3.2. (...) De rechtbank heeft naar het oordeel van het hof Danone terecht met het bewijs van deze door haar gestelde nadere overeenkomst belast. Met de rechtbank is het hof voorts van oordeel dat Danone er niet in is geslaagd te bewijzen dat Globalocity met die verlaging van de licentievergoeding voor het verleden en het afzien van een licentievergoeding voor de toekomst heeft ingestemd zonder dat tevens voldaan zou zijn aan de eis dat haar positie als ‘global preferred supplier’ voor Danone zou zijn vastgelegd door middel van ondertekening door beide partijen van het zogenoemde raamcontract waarover partijen in de maanden daarvoor hadden onderhandeld.

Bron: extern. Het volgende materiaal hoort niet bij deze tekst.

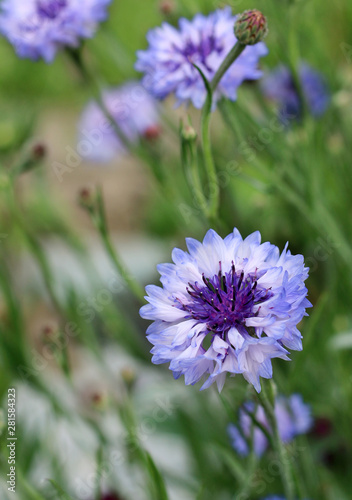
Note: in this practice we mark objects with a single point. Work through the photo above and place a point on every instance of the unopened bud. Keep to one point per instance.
(250, 27)
(152, 132)
(87, 198)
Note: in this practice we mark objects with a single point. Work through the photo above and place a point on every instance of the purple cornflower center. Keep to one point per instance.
(50, 8)
(225, 300)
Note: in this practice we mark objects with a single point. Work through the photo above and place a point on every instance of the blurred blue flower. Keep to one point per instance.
(38, 28)
(227, 306)
(279, 86)
(204, 41)
(135, 112)
(293, 417)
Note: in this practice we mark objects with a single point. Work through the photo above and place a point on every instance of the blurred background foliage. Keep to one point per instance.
(52, 263)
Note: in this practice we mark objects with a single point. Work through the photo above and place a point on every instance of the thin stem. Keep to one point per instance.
(234, 53)
(286, 473)
(99, 220)
(190, 158)
(214, 190)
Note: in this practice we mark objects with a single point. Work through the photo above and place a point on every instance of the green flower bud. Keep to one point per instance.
(251, 27)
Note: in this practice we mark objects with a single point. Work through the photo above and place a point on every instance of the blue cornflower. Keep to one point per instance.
(39, 28)
(227, 306)
(293, 417)
(279, 86)
(135, 112)
(204, 41)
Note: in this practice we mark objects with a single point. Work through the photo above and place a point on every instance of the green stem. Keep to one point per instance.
(189, 159)
(214, 190)
(234, 53)
(286, 473)
(99, 220)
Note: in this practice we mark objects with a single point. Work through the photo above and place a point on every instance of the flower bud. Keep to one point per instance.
(250, 27)
(152, 133)
(87, 198)
(189, 133)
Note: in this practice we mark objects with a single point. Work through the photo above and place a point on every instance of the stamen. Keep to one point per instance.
(218, 295)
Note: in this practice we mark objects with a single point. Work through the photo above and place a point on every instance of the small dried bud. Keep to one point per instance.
(87, 198)
(251, 27)
(152, 132)
(189, 133)
(129, 377)
(39, 152)
(167, 7)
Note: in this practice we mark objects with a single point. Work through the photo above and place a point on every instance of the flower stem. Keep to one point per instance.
(99, 220)
(214, 190)
(268, 401)
(231, 57)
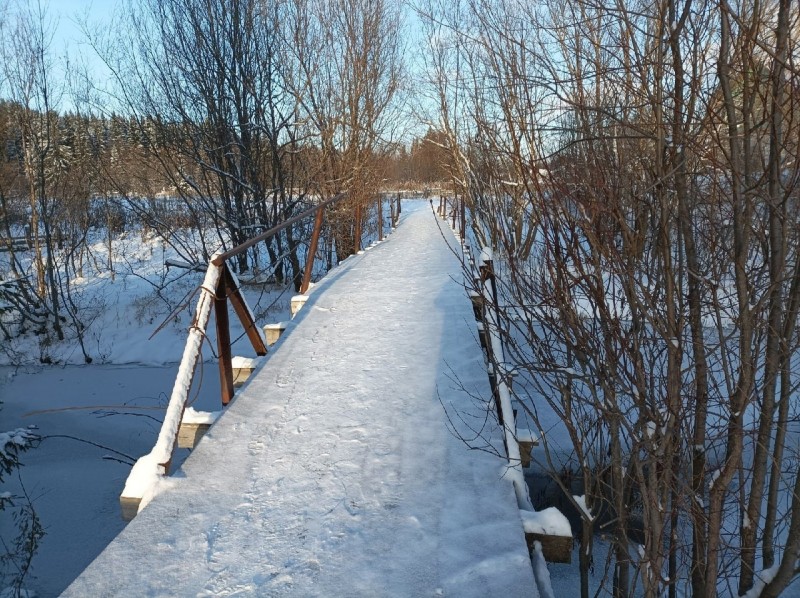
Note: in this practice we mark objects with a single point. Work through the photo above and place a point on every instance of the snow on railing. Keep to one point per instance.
(547, 532)
(219, 286)
(143, 480)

3.5. Het tweede geschilpunt tussen partijen betreft het verweer van Danone dat Globalocity haar recht om een licentievergoeding, voor zover deze nog niet was betaald, in rekening te brengen, heeft verwerkt. De rechtbank heeft het beroep van Danone op rechtsverwerking in het tussenvonnis verworpen met de overweging dat enkel tijdsverloop voor het aannemen daarvan onvoldoende grond oplevert en dat Danone onvoldoende feiten en omstandigheden heeft gesteld waaruit zou kunnen blijken dat ofwel bij haar het gerechtvaardigd vertrouwen is ontstaan dat Globalocity geen nakoming meer zou vorderen ofwel zij door het alsnog geldend maken van de vordering door Globalocity onredelijk in haar positie is benadeeld of verzwaard.

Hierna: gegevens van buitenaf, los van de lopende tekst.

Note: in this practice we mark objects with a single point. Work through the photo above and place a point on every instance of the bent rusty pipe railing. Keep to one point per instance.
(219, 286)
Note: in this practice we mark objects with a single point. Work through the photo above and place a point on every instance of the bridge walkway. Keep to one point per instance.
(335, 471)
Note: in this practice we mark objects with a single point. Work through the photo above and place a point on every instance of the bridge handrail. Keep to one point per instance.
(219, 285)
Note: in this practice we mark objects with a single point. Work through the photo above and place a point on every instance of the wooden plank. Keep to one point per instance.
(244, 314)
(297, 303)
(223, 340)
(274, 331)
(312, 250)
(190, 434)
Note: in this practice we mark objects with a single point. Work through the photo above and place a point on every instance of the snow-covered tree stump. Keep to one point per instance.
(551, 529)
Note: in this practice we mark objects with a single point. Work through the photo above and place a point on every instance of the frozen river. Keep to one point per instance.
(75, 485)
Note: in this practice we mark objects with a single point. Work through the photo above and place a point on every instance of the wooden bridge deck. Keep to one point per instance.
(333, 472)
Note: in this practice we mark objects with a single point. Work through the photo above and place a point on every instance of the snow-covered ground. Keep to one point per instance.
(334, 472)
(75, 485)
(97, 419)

3.6. Het hof verenigt zich ook hier met het oordeel van de rechtbank.
3.13. Het hof is van oordeel dat het gegeven dat in de Overeenkomst 2002 is bepaald dat Numico aan Globalocity ter zake van “licentie” jaarlijks 5% van “de cumulatieve ontwikkelingskosten” van “software ontwikkelingen” betaalt, onvoldoende is om te concluderen dat partijen op het punt van de omvang van de licentievergoeding een van de Overeenkomst 2000 afwijkende afspraak hebben gemaakt. (...) Het hof verwerpt dan ook de stelling van Globalocity dat Numico zich met de Overeenkomst 2002 (in aanvulling op de Overeenkomst 2000) verplicht zou hebben tot betaling van een licentievergoeding voor websites die al vóór 1 mei 2000 gemaakt waren of zelfs waarop de Overeenkomst 2000 uitdrukkelijk niet van toepassing is verklaard. (...) Nu Globalocity geen bewijs heeft aangeboden van voldoende geconcretiseerde feiten en/of omstandigheden die steun zouden kunnen bieden aan de door haar in deze procedure gepropageerde uitleg van de overeenkomsten van 2000 en 2002 voor zover het de licentiekosten betreft, gaat het hof aan die uitleg als onvoldoende gesubstantieerd voorbij.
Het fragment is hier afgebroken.